Inoo menggeleng lemah, membuka satu kancing kemejanya. Entah kenapa ia merasa panas.

“Ayami juga adik Daiki.”

Hanya jawaban singkat tersebut yang berhasil keluar dari cowok berkulit putih itu. Masalahnya, ia tak dapat memikirkan jwaban lain untuk menyangkal kebenaran status antara Daiki dan Ayami. Otaknya terlalu berat menerima segala pengakuan dari Nanami barusan. Kenapa Daiki tak pernah bercerita padanya kalau ia bertemu dengan Chinen? Dan mengenai Ayami—

“Adik?” Nanami mengangguk mengerti, “Lalu?”

Seakan belum puas mendapat jawaban singkat itu, Nanami kembali menuntut.

“Ayami sudah meninggal, 5 tahun yang lalu. Mungkin, Daiki hanya rindu dengan adiknya”

Nanami kembali mengangguk, jawaban yang masuk akal.

“Nee, aku sedang tak enak badan. Bisa kau bilang pada bos aku ijin hari ini?”

Nanami mengangguk pelan, “Hai. Istirahatlah Inoo-san”

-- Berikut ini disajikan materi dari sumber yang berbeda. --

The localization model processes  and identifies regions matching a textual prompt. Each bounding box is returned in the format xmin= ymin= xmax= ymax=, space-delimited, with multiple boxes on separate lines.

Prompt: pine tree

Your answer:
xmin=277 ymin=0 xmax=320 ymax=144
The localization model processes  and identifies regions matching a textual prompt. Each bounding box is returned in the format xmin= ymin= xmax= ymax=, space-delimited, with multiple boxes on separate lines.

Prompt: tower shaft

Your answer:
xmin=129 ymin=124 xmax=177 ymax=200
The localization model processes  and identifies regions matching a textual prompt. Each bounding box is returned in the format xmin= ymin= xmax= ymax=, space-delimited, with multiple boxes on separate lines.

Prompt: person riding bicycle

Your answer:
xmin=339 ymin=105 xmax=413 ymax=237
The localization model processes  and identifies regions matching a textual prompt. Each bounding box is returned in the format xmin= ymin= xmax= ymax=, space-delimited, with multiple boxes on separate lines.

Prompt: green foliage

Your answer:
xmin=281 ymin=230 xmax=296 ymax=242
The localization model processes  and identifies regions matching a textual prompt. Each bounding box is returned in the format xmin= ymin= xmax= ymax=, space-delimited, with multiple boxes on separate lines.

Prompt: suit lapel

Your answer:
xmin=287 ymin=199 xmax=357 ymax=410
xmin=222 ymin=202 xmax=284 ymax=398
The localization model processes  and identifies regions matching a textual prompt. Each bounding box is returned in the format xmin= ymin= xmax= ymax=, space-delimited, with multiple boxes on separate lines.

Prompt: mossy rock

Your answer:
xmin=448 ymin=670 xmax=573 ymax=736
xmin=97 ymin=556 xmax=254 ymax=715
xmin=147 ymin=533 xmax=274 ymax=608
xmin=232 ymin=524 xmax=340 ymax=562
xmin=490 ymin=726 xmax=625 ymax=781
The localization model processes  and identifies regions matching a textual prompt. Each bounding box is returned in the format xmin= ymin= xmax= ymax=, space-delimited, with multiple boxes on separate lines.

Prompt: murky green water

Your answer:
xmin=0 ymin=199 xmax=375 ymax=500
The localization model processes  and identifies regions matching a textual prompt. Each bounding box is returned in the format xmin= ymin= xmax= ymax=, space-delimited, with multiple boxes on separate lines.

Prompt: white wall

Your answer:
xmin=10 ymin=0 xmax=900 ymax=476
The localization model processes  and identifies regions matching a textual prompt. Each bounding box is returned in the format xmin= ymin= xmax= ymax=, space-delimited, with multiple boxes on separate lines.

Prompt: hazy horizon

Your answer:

Inoo mengangguk sambil berdiri. Melepas kemejanya dan membuka lokernya dengan cepat. Dada lapang itu sudah terbungkus kaos putih. Tak lupa Inoo mengambil jaket hitamnya, membawanya dengan tangan kiri. Ia bergegas hendak keluar dari ruangan itu.

Ketika ia memegang knop pintu, ia menoleh.

“Arigatou tehnya, Nanami” Ia tersenyum singkat.

Dan dibalas Nanami dengan anggukan riang.


***

Daiki berlari kecil menuju tempat parkir. Jaketnya terpasang asal. Keringat masih membanjiri sekujur tubuhnya. Ia kaget, ketika ditengah show—DJ maksudnya—Inoo memanggilnya. Belum lagi tadi Nanami berkata bahwa Inoo tak enak badan dan memilih untuk istirahat di rumah. Keadaan temannya itu memang tak begitu baik, tapi sampai ijin kerja segala membuat Daiki berpikir dua kali untuk mempercayai kata-kata Nanami.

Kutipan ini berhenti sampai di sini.